- Category : 1814-births
- Type : GP
- Profile : 6/2 - Role Model / Hermit
- Definition : Single
- Incarnation Cross : LAX Limitation 2
English lawyer and antiquary who printed facsimiles of rare publications of which only one copy was known. These ranged from The Cobler of Canterburie (1608, 1862) to Nicholas Breton's The Passionate Shepherd (1877).
He was the third son of Peter Aimé Ouvry, and nephew-in-law of John Payne Collier. Admitted a solicitor in 1837, he became a partner in the firm of Robinson, King, & Ouvry, in Tokenhouse Yard; later he joined the firm of his brother-in-law, the Messrs. Farrers, at 66 Lincoln's Inn Fields. Among his clients was Charles Dickens, and Ouvry acted for him in his separation from Catherine Dickens. Dickens, also a friend, depicted him in Household Words as "Mr. Undery".
On 24 February 1848 Ouvry was elected fellow of the Society of Antiquaries of London, and was placed on the council of the society in 1850. For twenty years (1854–1874) he filled the office of treasurer. On his resignation he was made vice-president, and on 4 January 1876 was unanimously elected president. He retired in 1878. He presented the society with valuable books, and a portrait of William Oldys.
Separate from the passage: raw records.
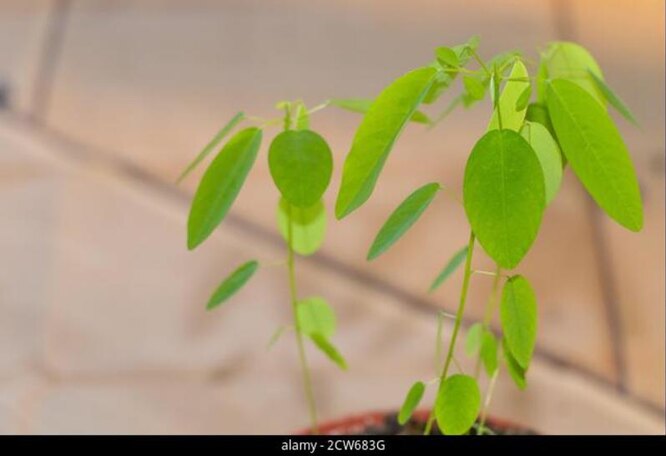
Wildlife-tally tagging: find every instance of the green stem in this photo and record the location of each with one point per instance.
(456, 325)
(307, 380)
(489, 312)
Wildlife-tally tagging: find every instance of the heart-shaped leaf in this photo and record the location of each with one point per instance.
(301, 165)
(504, 195)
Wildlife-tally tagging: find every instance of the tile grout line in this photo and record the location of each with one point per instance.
(49, 58)
(565, 28)
(76, 150)
(41, 97)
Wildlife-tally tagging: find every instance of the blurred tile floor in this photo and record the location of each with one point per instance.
(101, 317)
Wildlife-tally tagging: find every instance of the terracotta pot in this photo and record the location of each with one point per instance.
(379, 423)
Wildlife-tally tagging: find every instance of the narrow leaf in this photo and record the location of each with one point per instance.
(458, 404)
(549, 155)
(504, 195)
(402, 219)
(308, 228)
(570, 61)
(447, 56)
(220, 185)
(518, 314)
(412, 401)
(232, 284)
(314, 315)
(301, 164)
(329, 350)
(613, 98)
(488, 352)
(454, 263)
(217, 139)
(362, 105)
(512, 117)
(473, 339)
(524, 98)
(376, 135)
(596, 152)
(516, 372)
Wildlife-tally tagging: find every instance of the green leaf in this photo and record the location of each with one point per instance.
(549, 155)
(301, 165)
(512, 117)
(596, 153)
(516, 372)
(376, 135)
(362, 105)
(474, 88)
(220, 185)
(301, 117)
(458, 404)
(329, 350)
(447, 56)
(503, 194)
(613, 98)
(454, 263)
(402, 219)
(308, 228)
(524, 98)
(224, 131)
(314, 315)
(232, 284)
(488, 352)
(443, 80)
(473, 339)
(570, 61)
(518, 314)
(412, 401)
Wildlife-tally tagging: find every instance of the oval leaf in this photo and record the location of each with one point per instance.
(504, 195)
(458, 404)
(314, 315)
(301, 165)
(518, 314)
(453, 264)
(232, 284)
(570, 61)
(596, 153)
(549, 156)
(516, 372)
(402, 219)
(329, 350)
(308, 228)
(512, 113)
(220, 185)
(376, 135)
(224, 131)
(412, 401)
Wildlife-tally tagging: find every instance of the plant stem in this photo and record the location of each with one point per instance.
(456, 325)
(486, 403)
(489, 312)
(307, 380)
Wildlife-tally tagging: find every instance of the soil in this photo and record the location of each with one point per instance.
(387, 424)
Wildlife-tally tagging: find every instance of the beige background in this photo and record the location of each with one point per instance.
(101, 322)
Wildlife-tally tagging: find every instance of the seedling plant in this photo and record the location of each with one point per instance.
(541, 121)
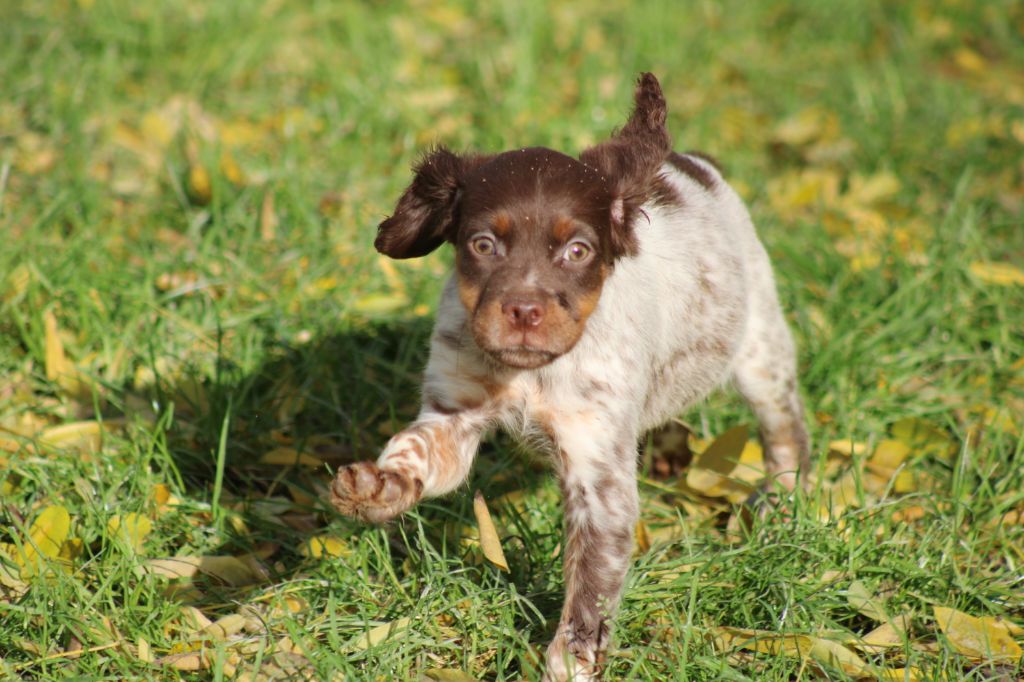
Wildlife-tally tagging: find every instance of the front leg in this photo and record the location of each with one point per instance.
(430, 457)
(598, 481)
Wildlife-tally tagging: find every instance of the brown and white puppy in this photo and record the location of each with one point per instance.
(593, 299)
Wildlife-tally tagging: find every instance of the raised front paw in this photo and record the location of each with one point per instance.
(369, 493)
(572, 659)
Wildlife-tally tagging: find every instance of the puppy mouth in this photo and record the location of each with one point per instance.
(522, 356)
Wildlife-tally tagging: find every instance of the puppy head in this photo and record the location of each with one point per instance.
(536, 231)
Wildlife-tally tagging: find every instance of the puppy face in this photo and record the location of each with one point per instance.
(536, 231)
(532, 249)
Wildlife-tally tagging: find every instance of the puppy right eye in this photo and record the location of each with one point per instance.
(483, 246)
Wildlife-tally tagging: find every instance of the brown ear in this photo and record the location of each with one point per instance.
(632, 160)
(425, 214)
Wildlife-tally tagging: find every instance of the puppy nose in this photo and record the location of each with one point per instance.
(523, 313)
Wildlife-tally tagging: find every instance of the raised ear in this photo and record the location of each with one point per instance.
(631, 162)
(424, 216)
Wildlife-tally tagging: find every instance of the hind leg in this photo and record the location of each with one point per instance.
(766, 375)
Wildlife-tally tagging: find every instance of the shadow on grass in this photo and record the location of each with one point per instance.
(336, 398)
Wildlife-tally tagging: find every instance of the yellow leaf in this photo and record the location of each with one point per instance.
(200, 187)
(489, 543)
(715, 464)
(924, 435)
(85, 435)
(799, 646)
(224, 628)
(1003, 274)
(903, 675)
(323, 546)
(807, 126)
(231, 570)
(230, 169)
(142, 650)
(289, 457)
(861, 599)
(888, 457)
(46, 537)
(187, 661)
(163, 498)
(449, 676)
(847, 448)
(267, 218)
(17, 283)
(979, 638)
(56, 363)
(379, 634)
(131, 528)
(375, 304)
(871, 189)
(884, 637)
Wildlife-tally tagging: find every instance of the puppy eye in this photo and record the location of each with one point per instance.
(578, 252)
(483, 246)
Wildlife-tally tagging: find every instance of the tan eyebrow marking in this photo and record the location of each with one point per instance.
(562, 229)
(502, 224)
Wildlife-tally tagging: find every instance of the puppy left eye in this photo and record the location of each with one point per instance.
(577, 252)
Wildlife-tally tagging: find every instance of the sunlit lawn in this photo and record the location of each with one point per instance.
(195, 331)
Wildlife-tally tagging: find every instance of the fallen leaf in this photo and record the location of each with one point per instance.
(46, 537)
(445, 675)
(142, 650)
(187, 661)
(235, 571)
(978, 638)
(323, 546)
(903, 675)
(799, 646)
(924, 435)
(861, 599)
(223, 628)
(379, 634)
(1003, 274)
(888, 457)
(714, 465)
(131, 528)
(489, 543)
(267, 218)
(289, 457)
(884, 637)
(376, 304)
(85, 435)
(199, 184)
(847, 446)
(56, 363)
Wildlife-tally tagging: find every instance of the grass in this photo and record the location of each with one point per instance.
(188, 197)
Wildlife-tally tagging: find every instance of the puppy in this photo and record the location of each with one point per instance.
(593, 300)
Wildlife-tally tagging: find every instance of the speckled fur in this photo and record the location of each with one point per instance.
(690, 305)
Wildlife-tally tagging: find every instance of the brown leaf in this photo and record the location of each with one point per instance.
(489, 543)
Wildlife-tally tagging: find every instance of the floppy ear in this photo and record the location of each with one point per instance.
(424, 217)
(632, 160)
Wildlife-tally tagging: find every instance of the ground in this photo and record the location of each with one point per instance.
(195, 331)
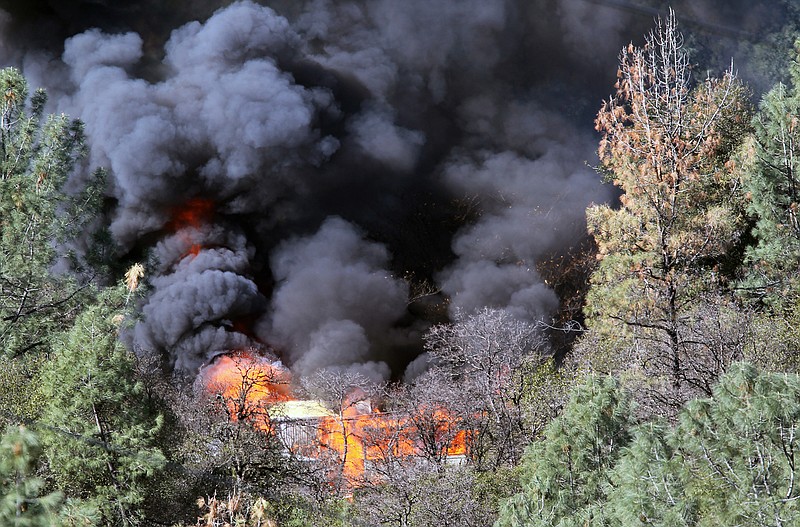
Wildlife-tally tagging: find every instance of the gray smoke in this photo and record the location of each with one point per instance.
(343, 152)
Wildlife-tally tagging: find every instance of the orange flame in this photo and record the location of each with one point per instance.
(249, 385)
(355, 437)
(191, 216)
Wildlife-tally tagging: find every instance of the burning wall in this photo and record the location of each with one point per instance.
(352, 437)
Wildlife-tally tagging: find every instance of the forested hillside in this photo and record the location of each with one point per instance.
(354, 265)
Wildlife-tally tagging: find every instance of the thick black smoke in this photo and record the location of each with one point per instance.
(340, 155)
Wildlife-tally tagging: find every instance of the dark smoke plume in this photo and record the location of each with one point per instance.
(331, 157)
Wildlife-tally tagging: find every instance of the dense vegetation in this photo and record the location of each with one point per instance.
(678, 404)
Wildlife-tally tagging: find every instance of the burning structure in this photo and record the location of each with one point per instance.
(351, 436)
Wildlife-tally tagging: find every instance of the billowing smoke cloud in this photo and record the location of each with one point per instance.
(297, 170)
(334, 301)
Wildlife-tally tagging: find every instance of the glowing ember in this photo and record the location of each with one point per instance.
(188, 218)
(248, 384)
(354, 436)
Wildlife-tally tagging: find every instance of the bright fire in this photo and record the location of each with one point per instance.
(188, 218)
(355, 435)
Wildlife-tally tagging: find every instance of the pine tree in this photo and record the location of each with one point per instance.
(564, 475)
(104, 449)
(774, 189)
(37, 154)
(22, 502)
(676, 234)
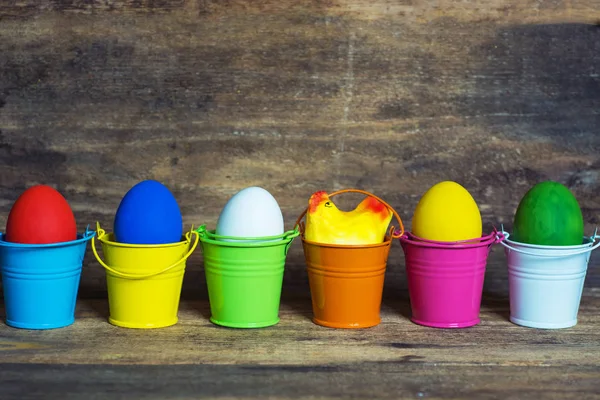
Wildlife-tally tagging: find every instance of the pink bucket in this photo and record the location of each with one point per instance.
(445, 279)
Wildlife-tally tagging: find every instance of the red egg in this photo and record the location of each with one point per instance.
(41, 215)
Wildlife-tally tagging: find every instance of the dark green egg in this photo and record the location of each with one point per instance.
(548, 214)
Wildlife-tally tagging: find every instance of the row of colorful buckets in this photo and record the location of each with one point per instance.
(244, 278)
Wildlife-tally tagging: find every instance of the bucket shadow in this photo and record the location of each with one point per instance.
(298, 302)
(98, 307)
(496, 304)
(202, 307)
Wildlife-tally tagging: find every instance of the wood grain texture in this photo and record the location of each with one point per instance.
(297, 359)
(211, 96)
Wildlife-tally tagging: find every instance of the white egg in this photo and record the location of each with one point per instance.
(252, 212)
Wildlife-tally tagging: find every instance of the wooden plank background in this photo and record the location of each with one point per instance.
(211, 96)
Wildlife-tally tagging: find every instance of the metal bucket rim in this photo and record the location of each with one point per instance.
(385, 243)
(81, 238)
(491, 238)
(590, 242)
(209, 236)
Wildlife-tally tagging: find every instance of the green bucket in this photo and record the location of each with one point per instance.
(244, 277)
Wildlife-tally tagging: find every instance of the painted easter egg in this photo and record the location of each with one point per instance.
(148, 214)
(549, 215)
(41, 215)
(447, 212)
(252, 212)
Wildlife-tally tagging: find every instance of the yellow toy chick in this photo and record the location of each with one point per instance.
(366, 224)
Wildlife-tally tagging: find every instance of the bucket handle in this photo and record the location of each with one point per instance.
(574, 253)
(289, 236)
(395, 234)
(102, 233)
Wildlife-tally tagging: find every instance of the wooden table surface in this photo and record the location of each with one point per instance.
(297, 359)
(211, 96)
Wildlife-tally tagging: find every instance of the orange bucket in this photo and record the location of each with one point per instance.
(346, 281)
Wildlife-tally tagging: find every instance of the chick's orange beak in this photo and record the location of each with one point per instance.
(316, 199)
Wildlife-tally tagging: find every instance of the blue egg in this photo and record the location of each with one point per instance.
(148, 214)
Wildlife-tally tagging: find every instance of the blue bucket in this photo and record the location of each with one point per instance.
(40, 282)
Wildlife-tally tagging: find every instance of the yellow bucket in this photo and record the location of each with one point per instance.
(143, 281)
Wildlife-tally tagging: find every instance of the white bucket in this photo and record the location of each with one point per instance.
(546, 282)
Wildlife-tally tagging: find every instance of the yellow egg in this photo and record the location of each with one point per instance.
(447, 212)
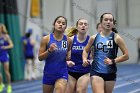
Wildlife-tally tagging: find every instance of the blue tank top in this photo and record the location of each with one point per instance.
(29, 48)
(76, 56)
(3, 42)
(55, 62)
(104, 47)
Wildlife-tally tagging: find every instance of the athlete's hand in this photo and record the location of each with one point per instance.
(53, 47)
(108, 61)
(70, 63)
(86, 63)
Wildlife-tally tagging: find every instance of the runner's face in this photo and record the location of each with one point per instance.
(82, 26)
(60, 24)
Ouvry was also a member of the Weavers' Company, one of the treasurers of the Royal Literary Fund, and a member of other literary societies. He died suddenly at 12 Queen Anne Street, London on 26 June 1881, and was buried at Acton. His library of manuscripts, autograph letters, and printed books, including the first four folios of Shakespeare, was sold in April 1882, and produced over £6,000. A catalogue of his collection of old ballads, compiled by Thomas William Newton, was printed in 1887.